The creature information is organized in a nice, clean, familiar fashion. In general, a low-level or simple creature’s stat block may be about the size of a long paragraph; a complicated high-level creature may take up the majority of a page. You can almost think of the first part as a creature’s non-combat stats – perception and vision, languages, skills, bonuses to ability scores. This is usually followed by any passive abilities – auras, attack of opportunity, things like that. Next come the basic combat stats – hit points, armor class, any weaknesses or immunities. They’re almost set off as a dividing line in the middle of the block. Then we’re into the combat info. The creature’s speed is listed, followed by all the creature’s attacks and combat abilities – number of actions they require, damage dice and type, any other effects. My only minor logistical complaint is that some reactions are listed up top amongst the passive effects while others are listed amongst the combat moves. I’m not sure if there’s a distinction I’m missing that makes it all make sense, or if it’s just an inconsistency that snuck into the final product.
Some pages have sidebars with additional content, but the content of those sidebars is a mixed bag. Sometimes it’s very rubber-meets-the-road stuff like a creature’s spell list or how to manage a particular power as GM. Other times – particularly with the humanoid races – I’ll give it credit for approaching the world-building that I liked in the Alien Archive. There are times where it’s precariously close to filler text – there was some blurb that mentioned that a particular creature (one of the giants, I think) might have exotic treasure. I SHOULD HOPE SO.
One of my ongoing concerns about Pathfinder Second Edition has been attacks of opportunity – I’m worried that we won’t have ‘em and the critters will. For my own personal curiosity, I wanted to see how many creatures get attacks of opportunity, and… it’s actually not that many, and they’re mostly high-level creatures. I didn’t do anything scientific; just a quick scan. Giants get them. Dragons get them though they tend to only get them for their bite.
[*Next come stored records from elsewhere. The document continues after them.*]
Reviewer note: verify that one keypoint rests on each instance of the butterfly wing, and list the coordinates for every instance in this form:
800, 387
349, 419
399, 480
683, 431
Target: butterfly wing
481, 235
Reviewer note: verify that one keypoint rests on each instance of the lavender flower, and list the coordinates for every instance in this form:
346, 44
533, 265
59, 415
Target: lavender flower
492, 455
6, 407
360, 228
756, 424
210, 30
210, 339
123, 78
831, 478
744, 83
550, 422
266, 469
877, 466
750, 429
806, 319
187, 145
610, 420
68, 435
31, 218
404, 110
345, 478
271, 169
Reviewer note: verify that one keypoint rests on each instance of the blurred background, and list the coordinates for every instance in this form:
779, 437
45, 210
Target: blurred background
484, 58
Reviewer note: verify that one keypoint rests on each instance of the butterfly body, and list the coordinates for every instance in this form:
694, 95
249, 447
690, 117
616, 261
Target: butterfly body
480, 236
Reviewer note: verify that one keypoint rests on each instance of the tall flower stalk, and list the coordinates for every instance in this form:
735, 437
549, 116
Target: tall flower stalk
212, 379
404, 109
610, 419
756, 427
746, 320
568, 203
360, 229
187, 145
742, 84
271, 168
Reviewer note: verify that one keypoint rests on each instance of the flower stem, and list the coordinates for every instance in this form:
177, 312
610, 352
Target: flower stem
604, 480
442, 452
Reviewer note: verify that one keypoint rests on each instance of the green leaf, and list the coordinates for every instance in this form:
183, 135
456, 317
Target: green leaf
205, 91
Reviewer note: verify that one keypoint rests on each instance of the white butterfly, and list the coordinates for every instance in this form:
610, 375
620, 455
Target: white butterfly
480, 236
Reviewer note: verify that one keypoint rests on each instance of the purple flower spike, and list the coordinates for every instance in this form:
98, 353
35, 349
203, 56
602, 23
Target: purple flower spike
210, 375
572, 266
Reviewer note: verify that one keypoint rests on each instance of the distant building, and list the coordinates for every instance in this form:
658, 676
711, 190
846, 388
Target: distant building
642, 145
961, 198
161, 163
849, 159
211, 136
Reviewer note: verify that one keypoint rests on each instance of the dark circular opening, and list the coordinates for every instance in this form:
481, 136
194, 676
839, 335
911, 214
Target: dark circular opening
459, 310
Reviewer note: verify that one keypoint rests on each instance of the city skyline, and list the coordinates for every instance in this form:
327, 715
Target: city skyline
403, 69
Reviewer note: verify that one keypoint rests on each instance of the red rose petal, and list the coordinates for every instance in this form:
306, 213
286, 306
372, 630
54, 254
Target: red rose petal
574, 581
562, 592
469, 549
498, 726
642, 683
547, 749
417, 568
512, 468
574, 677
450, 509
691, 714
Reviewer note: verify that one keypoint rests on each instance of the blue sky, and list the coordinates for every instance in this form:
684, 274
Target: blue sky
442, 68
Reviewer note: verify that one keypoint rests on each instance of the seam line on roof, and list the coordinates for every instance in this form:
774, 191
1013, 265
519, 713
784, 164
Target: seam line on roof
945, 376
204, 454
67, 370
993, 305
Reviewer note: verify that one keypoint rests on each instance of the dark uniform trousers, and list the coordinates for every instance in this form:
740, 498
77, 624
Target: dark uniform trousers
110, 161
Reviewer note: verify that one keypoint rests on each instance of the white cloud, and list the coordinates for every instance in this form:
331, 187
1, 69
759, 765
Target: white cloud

A few lower-level creatures get them, but it’s far fewer than I expected. So at least at low levels, one should be able to operate without a lot of fear of attack of opportunity.
On the other hand, I have noticed that the powerful high-end creatures seem to have ways to push the edges of the three-action limit. The first isn’t really a way “around” – they just tend to have a lot of passive auras and reaction abilities, which don’t technically violate the three-action rule; it’s just a pain in the ass. At the more dodgy end of the spectrum, I’ve seen a few creatures that have abilities that amount to “hey, these three things count as a single action; sucks to be you”. But again, this is the stuff in the deep end of the pool that’s really SUPPOSED to push a party to its limits, so maybe it’s OK.
In conclusion, Pathfinder Second Edition is a bit of a grand experiment, but if you’re going to take that leap, the Bestiary is pretty much an essential book to have. While I realize everyone’s going to have their pet favorite from Bestiary 4 that didn’t make the cut, Paizo packed most of the Fantasy RPG All-Stars into one book to make this easy on us. So let’s go roll some characters and kick their asses, shall we?